Charging high fees for public information, such as court lists, is double-charging the taxpayer

Protests have greeted the decision by the Courts Service (HMCS) to impose charges for reproducing the decision of the previous day’s trials in magistrates’ courts. It now costs £5 for the use of the first ten pages and 50p per page thereafter.

The objections are easy to understand. HMCS is funded by the taxpayer, so why should it charge at all when in the US, for example, such information is free or has a minimal charge?

The whole issue of the commercial use of public information was exhaustively analysed by the Office of Fair Trading (OFT) in 2006, although the OFT failed to examine the possibility of not charging for such information because of implications for the Exchequer.

It found that natural monopolies in the public sector such as the HMCS cost the economy hundreds of millions a year in ‘hidden information markets’. This figure did not include the unquantifiable loss for society when no information is disseminated at all because of its cost if hard-pressed newspapers choose not to pay.
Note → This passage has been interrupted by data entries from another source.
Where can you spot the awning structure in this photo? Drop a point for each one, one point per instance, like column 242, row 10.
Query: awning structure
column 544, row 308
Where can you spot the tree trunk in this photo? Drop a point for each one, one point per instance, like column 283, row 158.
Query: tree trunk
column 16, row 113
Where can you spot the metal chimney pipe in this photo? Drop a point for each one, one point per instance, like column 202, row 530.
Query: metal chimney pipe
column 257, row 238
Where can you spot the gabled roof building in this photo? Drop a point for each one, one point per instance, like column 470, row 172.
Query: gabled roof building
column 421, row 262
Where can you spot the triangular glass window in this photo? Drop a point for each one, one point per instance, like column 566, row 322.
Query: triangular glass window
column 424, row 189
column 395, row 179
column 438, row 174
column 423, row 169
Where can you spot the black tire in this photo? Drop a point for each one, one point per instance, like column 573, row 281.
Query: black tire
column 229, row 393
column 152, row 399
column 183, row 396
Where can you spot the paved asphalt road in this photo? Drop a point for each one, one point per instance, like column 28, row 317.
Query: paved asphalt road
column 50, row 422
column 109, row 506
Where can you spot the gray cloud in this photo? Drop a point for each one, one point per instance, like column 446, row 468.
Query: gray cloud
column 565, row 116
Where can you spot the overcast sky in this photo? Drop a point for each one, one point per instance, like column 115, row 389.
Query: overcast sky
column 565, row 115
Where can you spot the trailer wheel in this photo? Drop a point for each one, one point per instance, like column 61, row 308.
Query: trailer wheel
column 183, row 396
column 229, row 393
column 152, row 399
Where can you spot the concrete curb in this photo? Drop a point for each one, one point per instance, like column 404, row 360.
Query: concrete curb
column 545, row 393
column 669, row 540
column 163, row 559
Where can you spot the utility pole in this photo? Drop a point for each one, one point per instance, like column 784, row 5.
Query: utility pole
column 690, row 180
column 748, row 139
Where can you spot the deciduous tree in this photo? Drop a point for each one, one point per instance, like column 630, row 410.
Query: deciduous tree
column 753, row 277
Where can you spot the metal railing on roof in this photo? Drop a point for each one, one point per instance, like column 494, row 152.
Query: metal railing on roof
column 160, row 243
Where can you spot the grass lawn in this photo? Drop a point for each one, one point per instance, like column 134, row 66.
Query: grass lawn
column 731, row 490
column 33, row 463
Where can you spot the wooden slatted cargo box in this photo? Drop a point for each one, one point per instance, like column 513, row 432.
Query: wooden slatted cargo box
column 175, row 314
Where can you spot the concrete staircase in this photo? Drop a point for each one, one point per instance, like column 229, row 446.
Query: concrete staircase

Can nothing be done? An EU law requires charges to be on a ‘cost plus reasonable return’ basis, but the poorly funded Office of Public Sector Information (OPSI), which applies the regulations under a memorandum of understanding with the OFT, has no enforcement powers.

Legal obstacles

Where a breach of the competition rules is alleged, then OPSI can hand the matter to the OFT. But even if the OFT is bold enough to use its resources (provided by the government) to investigate alleged overcharging by a government department, there are significant legal obstacles to overcome.

Is HMCS an ‘undertaking’, to whom the rules of competition apply? Is it exempt from the rules because it carries out a function of general economic interest? If the better view is that these obstacles should be overcome, the difficult one is proving that the charges are an abuse of the natural monopoly.

Economic value

This is because the competition authorities, led by the EU, are moving away from the ‘cost plus’ analysis and towards an approach based exclusively on economic value.

So if someone pays a very high price for commercial information, it is because it is worth it.

Focusing on the cost of the whole activity may be appropriate in information markets where the cost of providing an extra email will be minimal in itself and even a small charge could produce an exorbitant margin. But is the whole activity merely the compilation of the list, or is it something wider?

In the racing data case, the Court of Appeal held that, where licence revenues are used to finance the whole activity (in that case horse racing), high licence fees are justified. HMCS could easily use this argument to justify its charging policy, saying that it helped keep down the cost of administering justice.

This legally valid argument is an absurdity where a natural monopoly is funded by the taxpayer. However, public and private enterprises are subject to the same competition laws. So the argument is a powerful one.

This state of affairs could change. EU law could be amended to give OPSI enforcement powers to ensure that no charges are imposed beyond that of compilation plus a reasonable return; charging what the market will bear would be prohibited. It is most unlikely that member states would allow such a change or introduce such legislation.

Alternatively, someone might challenge Crown copyright as an infringement of freedom of information under the Human Rights Act. It is a long shot, but the odds must be better than under a competition law that is so reliant on public enforcement and is based on the EU model. This actually favours public sector monopolies by according them the same treatment as dominant companies in the private sector whose position is more open to challenge.